Sen. Stan Lyson, R-Williston, said he did not have any problems with the current laws.

“We have laws now that are working very well. New laws are going to create a lot of problems,” he said.

Sen. Howard Anderson, R-Turtle Lake, said it will only create more hurdles for law enforcement and veterinarians, who could be forced to take in a seized animal and care for it while an officer publishes a notice in the official county newspaper indicating the owner has five days to claim it or it will be sold, put up for adoption or humanely destroyed.

“It’s overreaching. I felt we didn’t need all that,” he said.

Rep. Dennis Johnson, R-Devils Lake, chairs the House Agriculture Committee, which heard the bill. He said the original proposal may have been leaning in favor of the harsher penalties that animal shelters wanted. Now he thinks it addresses concerns on both sides effectively.

“It’s a start in the right direction. Some think it goes too far and others think we’re not doing enough,” he said. “We want to make sure we don’t tie the ag community’s hands so they don’t go out of business but make sure we penalize those few bad eggs that are out there.”

He said Tuesday afternoon that there should not be much opposition to the bill and expects the House to pass it.

The bill maintains four differing definitions for neglect, abuse, cruelty and abandonment.

The House made a distinction in the definition of neglect, potentially allowing for more charges to be brought against someone who harms a dog or cat.

The bill says willful failure to provide a cat or dog with appropriate food and water for the species, breed, age and condition, as well as shelter and necessary medical attention, is a Class A misdemeanor.

Neglect toward all other animals is willfully neglecting an animal through the failure to provide food and water appropriate for the species and breed and sufficient to sustain the animal’s health, minimal protection from adverse weather and medical attention in the event of an injury or illness.

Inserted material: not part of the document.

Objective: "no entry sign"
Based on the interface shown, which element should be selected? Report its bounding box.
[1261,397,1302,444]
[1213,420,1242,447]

The environment for a dog and cat is more narrowly defined than all other animals as requiring ventilated and clean space appropriate for the animal and free of conditions likely to cause injury or death.

Sen. Joe Miller, R-Park River, said, for instance, this will make sure a rancher will not be punished for allowing cattle to live in a dirty barn. “We all know what that’s like and that’s fine,” said Miller, who chaired the bill’s conference committee.